However, by using the option struct_as_record=False the field could be accessed:
v=spio.loadmat('xy.mat',squeeze_me=True,struct_as_record=False)
Now it was possible to access it by
>> v['b'].c.d
array(3)
Here are the functions, which reconstructs the dictionaries just use this loadmat instead of scipy.io's loadmat:
import scipy.io as spio
def loadmat(filename):
'''
this function should be called instead of direct spio.loadmat
as it cures the problem of not properly recovering python dictionaries
from mat files. It calls the function check keys to cure all entries
which are still mat-objects
'''
data = spio.loadmat(filename, struct_as_record=False, squeeze_me=True)
return _check_keys(data)
def _check_keys(dict):
'''
checks if entries in dictionary are mat-objects.
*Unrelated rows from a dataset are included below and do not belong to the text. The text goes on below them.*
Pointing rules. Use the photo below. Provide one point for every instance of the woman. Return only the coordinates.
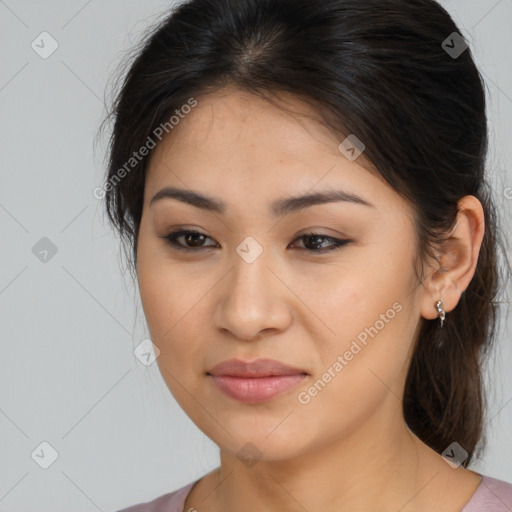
(300, 187)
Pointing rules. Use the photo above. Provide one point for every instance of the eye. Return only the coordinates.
(315, 240)
(190, 236)
(196, 239)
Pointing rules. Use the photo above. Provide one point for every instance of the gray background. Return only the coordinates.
(68, 375)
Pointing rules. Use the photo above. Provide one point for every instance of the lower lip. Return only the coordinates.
(256, 389)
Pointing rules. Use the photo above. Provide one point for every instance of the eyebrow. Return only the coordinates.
(279, 207)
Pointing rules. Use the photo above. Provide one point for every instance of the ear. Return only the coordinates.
(455, 268)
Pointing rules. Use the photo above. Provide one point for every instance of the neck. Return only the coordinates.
(381, 465)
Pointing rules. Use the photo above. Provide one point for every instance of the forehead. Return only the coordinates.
(234, 143)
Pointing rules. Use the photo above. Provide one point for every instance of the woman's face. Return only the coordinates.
(252, 286)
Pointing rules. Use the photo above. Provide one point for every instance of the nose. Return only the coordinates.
(253, 300)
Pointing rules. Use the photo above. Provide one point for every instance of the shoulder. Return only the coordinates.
(492, 495)
(170, 502)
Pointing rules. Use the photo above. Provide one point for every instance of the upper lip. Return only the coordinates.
(256, 368)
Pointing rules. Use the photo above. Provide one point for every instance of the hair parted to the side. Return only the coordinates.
(374, 68)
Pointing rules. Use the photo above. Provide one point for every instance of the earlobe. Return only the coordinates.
(458, 259)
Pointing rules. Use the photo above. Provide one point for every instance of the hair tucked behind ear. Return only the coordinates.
(374, 68)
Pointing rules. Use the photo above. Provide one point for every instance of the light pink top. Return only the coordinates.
(491, 495)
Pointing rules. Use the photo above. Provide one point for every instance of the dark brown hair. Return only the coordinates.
(374, 68)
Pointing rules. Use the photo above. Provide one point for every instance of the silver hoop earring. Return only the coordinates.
(440, 312)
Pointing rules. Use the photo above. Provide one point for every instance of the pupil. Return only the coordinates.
(193, 235)
(317, 241)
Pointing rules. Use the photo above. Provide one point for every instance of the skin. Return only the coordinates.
(349, 448)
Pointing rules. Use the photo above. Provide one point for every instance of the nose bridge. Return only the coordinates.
(252, 298)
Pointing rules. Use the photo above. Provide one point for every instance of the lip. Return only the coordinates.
(255, 381)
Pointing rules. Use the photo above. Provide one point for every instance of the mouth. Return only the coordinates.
(257, 381)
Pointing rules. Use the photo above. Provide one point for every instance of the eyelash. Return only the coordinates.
(170, 239)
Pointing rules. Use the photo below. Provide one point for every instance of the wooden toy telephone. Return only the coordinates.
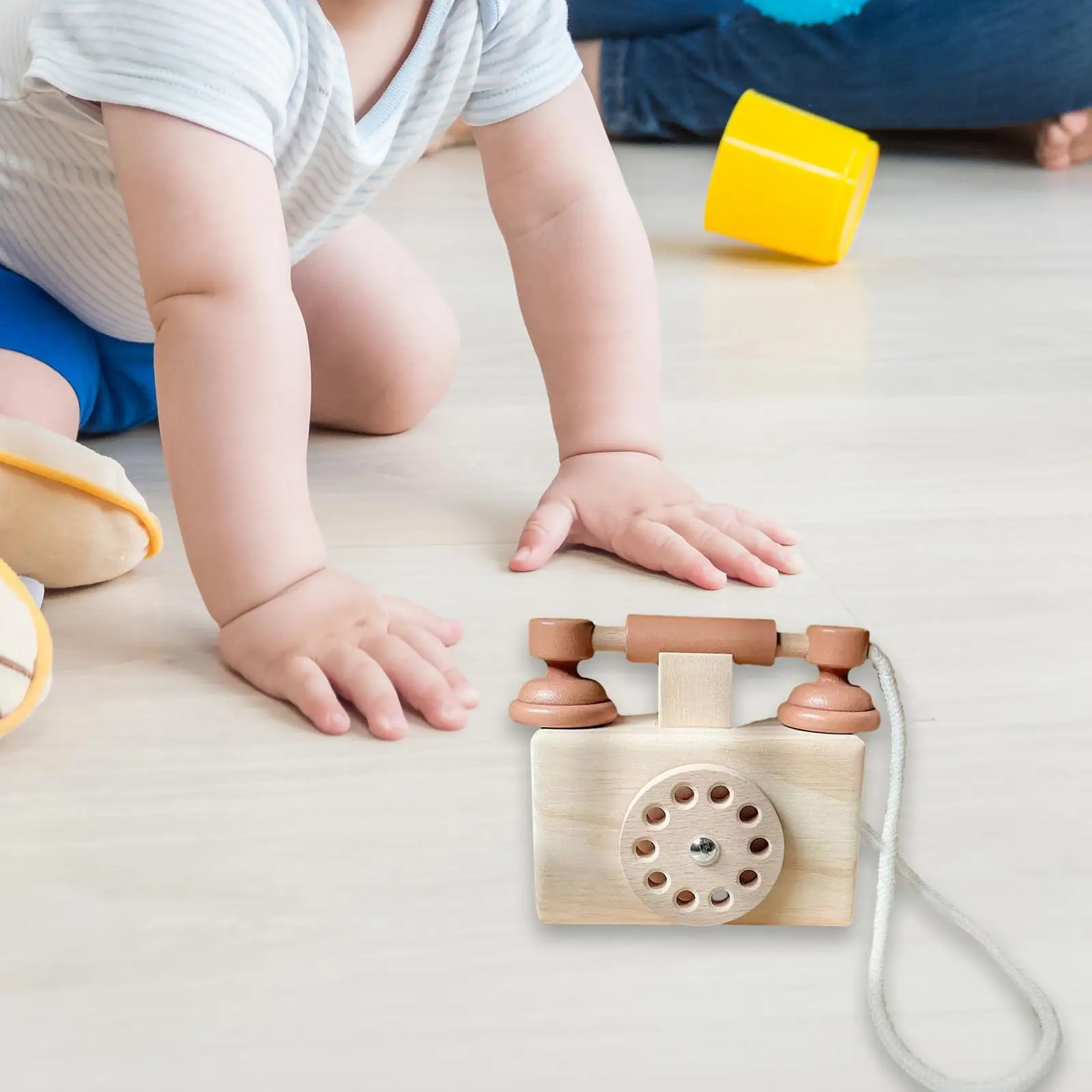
(686, 819)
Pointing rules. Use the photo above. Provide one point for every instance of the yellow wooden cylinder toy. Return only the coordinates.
(790, 180)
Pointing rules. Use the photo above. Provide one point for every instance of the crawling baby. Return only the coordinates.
(184, 238)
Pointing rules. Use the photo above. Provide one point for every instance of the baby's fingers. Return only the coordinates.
(784, 558)
(307, 687)
(431, 648)
(770, 528)
(405, 612)
(730, 556)
(360, 680)
(658, 547)
(420, 682)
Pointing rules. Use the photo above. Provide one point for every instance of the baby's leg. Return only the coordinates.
(32, 391)
(384, 340)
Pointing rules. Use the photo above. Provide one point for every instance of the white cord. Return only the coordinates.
(1035, 1068)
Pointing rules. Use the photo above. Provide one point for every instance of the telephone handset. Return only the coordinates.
(682, 818)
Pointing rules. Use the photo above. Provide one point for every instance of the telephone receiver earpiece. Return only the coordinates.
(562, 698)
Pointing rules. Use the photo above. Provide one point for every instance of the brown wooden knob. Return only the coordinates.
(833, 704)
(562, 698)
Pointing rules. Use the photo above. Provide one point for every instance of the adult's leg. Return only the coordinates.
(384, 341)
(899, 65)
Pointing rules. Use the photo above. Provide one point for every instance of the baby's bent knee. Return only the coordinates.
(398, 393)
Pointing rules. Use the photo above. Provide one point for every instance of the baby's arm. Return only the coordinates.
(233, 376)
(232, 358)
(584, 276)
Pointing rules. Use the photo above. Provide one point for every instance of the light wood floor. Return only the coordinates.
(197, 891)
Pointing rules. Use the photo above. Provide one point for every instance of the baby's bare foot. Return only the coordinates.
(1065, 141)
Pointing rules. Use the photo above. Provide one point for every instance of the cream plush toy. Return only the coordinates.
(69, 517)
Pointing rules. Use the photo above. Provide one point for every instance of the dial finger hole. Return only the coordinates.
(686, 900)
(759, 846)
(721, 898)
(684, 796)
(720, 796)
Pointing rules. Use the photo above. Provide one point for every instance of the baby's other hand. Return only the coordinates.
(330, 636)
(628, 502)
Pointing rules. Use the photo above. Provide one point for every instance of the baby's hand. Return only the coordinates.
(330, 636)
(628, 504)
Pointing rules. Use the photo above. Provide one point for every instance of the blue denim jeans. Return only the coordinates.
(674, 69)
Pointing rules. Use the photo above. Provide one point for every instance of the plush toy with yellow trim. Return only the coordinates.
(27, 652)
(69, 517)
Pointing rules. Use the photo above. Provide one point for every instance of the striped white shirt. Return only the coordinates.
(270, 74)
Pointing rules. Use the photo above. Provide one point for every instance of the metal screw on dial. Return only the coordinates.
(704, 850)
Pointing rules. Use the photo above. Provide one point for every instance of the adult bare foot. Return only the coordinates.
(1065, 141)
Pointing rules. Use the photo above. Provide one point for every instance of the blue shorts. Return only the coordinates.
(114, 380)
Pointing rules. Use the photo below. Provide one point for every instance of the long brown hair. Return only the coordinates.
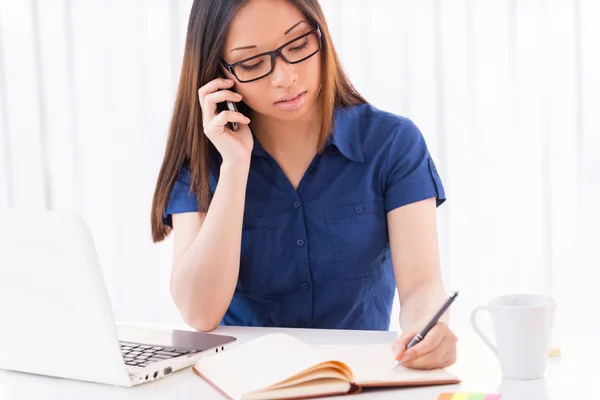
(186, 144)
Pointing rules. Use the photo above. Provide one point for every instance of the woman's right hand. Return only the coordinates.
(234, 147)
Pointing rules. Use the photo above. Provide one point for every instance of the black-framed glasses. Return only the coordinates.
(293, 52)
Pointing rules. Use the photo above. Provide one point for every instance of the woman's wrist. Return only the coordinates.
(235, 166)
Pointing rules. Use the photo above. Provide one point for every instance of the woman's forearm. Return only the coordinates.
(418, 306)
(203, 283)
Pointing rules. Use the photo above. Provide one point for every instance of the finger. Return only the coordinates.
(221, 96)
(399, 346)
(441, 357)
(213, 86)
(231, 116)
(217, 125)
(209, 108)
(432, 340)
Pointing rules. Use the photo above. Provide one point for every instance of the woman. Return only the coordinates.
(294, 219)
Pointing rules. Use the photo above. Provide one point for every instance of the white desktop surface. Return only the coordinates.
(571, 376)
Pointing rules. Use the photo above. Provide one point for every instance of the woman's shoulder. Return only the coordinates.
(379, 127)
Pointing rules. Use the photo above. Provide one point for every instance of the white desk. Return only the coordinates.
(571, 376)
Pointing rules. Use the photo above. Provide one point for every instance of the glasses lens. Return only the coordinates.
(301, 48)
(254, 68)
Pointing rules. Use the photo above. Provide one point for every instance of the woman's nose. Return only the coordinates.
(284, 74)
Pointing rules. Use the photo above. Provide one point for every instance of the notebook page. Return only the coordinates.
(258, 364)
(372, 365)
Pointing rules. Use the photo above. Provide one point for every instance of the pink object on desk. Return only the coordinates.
(469, 396)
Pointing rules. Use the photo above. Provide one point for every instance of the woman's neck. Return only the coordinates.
(283, 137)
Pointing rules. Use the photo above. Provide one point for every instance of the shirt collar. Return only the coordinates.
(345, 136)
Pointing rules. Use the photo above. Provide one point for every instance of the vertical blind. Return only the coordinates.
(506, 93)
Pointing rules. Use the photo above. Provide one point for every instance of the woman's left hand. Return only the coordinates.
(436, 350)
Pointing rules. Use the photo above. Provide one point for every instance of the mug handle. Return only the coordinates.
(487, 341)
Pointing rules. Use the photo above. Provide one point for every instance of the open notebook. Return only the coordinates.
(279, 366)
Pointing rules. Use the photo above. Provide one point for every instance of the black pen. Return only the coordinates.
(421, 335)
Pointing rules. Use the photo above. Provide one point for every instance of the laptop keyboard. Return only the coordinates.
(140, 355)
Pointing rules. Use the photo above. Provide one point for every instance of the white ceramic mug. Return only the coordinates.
(522, 327)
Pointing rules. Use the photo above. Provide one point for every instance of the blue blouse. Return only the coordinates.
(319, 256)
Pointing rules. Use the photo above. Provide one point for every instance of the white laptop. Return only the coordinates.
(55, 315)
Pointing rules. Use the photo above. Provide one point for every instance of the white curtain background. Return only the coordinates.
(506, 92)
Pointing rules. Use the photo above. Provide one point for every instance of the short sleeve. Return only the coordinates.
(411, 172)
(180, 198)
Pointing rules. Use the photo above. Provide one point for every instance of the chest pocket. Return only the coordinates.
(359, 234)
(255, 256)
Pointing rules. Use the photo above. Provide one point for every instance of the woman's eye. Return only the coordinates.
(301, 47)
(250, 67)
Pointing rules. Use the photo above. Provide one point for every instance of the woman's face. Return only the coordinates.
(265, 25)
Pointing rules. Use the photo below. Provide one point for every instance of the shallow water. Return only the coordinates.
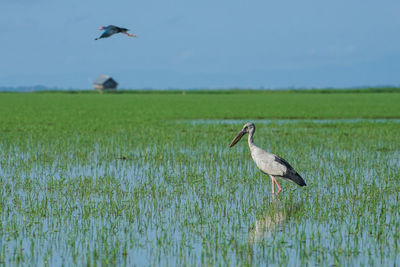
(193, 201)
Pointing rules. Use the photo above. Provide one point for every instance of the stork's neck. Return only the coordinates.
(250, 138)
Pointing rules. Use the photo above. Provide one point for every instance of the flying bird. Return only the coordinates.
(111, 30)
(269, 163)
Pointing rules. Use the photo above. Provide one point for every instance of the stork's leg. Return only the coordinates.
(273, 187)
(279, 187)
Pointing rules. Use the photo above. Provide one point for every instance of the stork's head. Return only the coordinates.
(247, 128)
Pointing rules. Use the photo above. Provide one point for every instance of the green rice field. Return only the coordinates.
(139, 179)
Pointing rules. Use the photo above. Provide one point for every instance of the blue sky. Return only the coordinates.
(201, 44)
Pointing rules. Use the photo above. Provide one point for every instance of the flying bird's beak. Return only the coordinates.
(237, 138)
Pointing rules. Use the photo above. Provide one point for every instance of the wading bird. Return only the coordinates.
(267, 162)
(111, 29)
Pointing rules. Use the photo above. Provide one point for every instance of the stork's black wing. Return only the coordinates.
(291, 173)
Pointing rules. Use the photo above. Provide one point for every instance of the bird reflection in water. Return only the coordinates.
(272, 221)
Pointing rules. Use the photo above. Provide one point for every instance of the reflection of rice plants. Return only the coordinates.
(129, 179)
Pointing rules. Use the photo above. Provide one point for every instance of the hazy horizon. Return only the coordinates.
(224, 44)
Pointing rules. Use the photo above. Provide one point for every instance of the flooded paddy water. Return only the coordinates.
(184, 198)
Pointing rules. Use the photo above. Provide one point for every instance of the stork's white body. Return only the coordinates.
(269, 163)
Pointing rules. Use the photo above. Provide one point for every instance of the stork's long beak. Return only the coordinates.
(237, 138)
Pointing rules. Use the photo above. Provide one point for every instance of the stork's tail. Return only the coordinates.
(296, 178)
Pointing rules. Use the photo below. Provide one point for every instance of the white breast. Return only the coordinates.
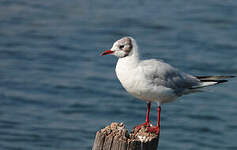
(133, 80)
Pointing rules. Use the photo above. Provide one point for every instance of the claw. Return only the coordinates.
(155, 130)
(146, 124)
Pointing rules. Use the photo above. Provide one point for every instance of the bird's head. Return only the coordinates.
(121, 48)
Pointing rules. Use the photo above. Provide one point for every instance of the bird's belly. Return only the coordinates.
(149, 92)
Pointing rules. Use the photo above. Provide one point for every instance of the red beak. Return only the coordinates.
(106, 52)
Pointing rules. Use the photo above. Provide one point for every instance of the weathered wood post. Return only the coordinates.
(116, 137)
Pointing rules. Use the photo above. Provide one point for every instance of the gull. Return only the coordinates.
(154, 80)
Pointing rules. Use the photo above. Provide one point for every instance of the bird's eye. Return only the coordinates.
(121, 46)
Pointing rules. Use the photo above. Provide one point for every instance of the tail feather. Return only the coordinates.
(213, 77)
(211, 80)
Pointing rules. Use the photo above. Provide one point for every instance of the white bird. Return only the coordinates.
(154, 80)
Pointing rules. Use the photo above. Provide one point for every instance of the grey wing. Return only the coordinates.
(162, 74)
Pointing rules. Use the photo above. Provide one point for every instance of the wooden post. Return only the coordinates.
(115, 137)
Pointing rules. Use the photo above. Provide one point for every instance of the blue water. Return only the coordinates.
(56, 91)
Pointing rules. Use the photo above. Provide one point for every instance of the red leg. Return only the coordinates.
(157, 128)
(147, 123)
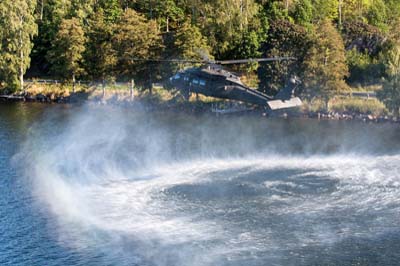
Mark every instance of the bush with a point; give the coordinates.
(357, 105)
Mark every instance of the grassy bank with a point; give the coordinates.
(370, 106)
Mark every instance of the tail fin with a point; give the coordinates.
(289, 91)
(286, 97)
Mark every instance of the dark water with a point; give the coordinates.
(106, 186)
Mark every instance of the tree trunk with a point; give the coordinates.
(131, 89)
(340, 12)
(21, 53)
(73, 83)
(41, 10)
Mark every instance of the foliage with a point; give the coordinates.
(17, 30)
(191, 44)
(357, 105)
(100, 57)
(390, 93)
(363, 68)
(135, 38)
(326, 63)
(67, 50)
(287, 40)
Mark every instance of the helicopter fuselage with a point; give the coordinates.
(214, 81)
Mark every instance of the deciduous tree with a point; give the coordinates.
(325, 63)
(17, 29)
(67, 51)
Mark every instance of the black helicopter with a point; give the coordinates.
(213, 80)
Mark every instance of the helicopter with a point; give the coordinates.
(211, 79)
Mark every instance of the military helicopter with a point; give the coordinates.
(211, 79)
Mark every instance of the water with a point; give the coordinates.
(106, 186)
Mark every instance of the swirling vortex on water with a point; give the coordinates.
(249, 210)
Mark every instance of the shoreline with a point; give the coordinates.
(198, 107)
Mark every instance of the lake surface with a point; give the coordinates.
(90, 185)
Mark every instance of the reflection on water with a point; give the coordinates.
(131, 188)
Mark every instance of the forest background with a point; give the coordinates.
(338, 44)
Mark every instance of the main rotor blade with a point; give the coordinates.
(251, 60)
(171, 60)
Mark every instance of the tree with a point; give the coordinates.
(325, 63)
(136, 38)
(191, 44)
(303, 12)
(17, 30)
(285, 39)
(100, 57)
(67, 50)
(390, 93)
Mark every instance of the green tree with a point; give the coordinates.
(285, 39)
(17, 29)
(390, 93)
(377, 15)
(67, 50)
(135, 38)
(325, 63)
(303, 12)
(100, 56)
(325, 9)
(191, 44)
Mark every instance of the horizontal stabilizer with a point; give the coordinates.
(283, 104)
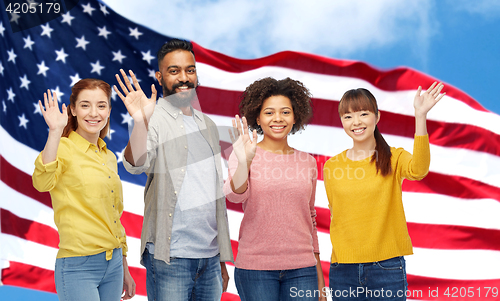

If yes
todict is called to change them to nested dictionaries
'''
for key in dict:
if isinstance(dict[key], spio.matlab.mio5_params.mat_struct):
dict[key] = _todict(dict[key])
return dict
def _todict(matobj):
'''
A recursive function which constructs from matobjects nested dictionaries
'''
dict = {}
for strg in matobj._fieldnames:
elem = matobj.__dict__[strg]
if isinstance(elem, spio.matlab.mio5_params.mat_struct):
dict[strg] = _todict(elem)
else:
dict[strg] = elem
return dict
Just an enhancement to mergen's answer, which unfortunately will stop recursing if it reaches a cell array of objects. The following version will make lists of them instead, and continuing the recursion into the cell array elements if possible.
import scipy.io as spio
import numpy as np
def loadmat(filename):
'''
this function should be called instead of direct spio.loadmat
as it cures the problem of not properly recovering python dictionaries
from mat files. It calls the function check keys to cure all entries
which are still mat-objects
'''
def _check_keys(d):
'''
checks if entries in dictionary are mat-objects. If yes
todict is called to change them to nested dictionaries
'''
for key in d:
if isinstance(d[key], spio.matlab.mio5_params.mat_struct):
d[key] = _todict(d[key])
return d
def _todict(matobj):
'''
A recursive function which constructs from matobjects nested dictionaries
'''
d = {}
for strg in matobj._fieldnames:
elem = matobj.__dict__[strg]
if isinstance(elem, spio.matlab.mio5_params.mat_struct):
d[strg] = _todict(elem)
elif isinstance(elem, np.ndarray):
d[strg] = _tolist(elem)
else:
d[strg] = elem
return d
def _tolist(ndarray):
'''
A recursive function which constructs lists from cellarrays
(which are loaded as numpy ndarrays), recursing into the elements
if they contain matobjects.
'''
elem_list = []
for sub_elem in ndarray:
if isinstance(sub_elem, spio.matlab.mio5_params.mat_struct):
elem_list.append(_todict(sub_elem))
elif isinstance(sub_elem, np.ndarray):
elem_list.append(_tolist(sub_elem))
else:
elem_list.append(sub_elem)
return elem_list
data = spio.loadmat(filename, struct_as_record=False, squeeze_me=True)
return _check_keys(data)
As of scipy >= 1.5.0 this functionality now comes built-in using the simplify_cells argument.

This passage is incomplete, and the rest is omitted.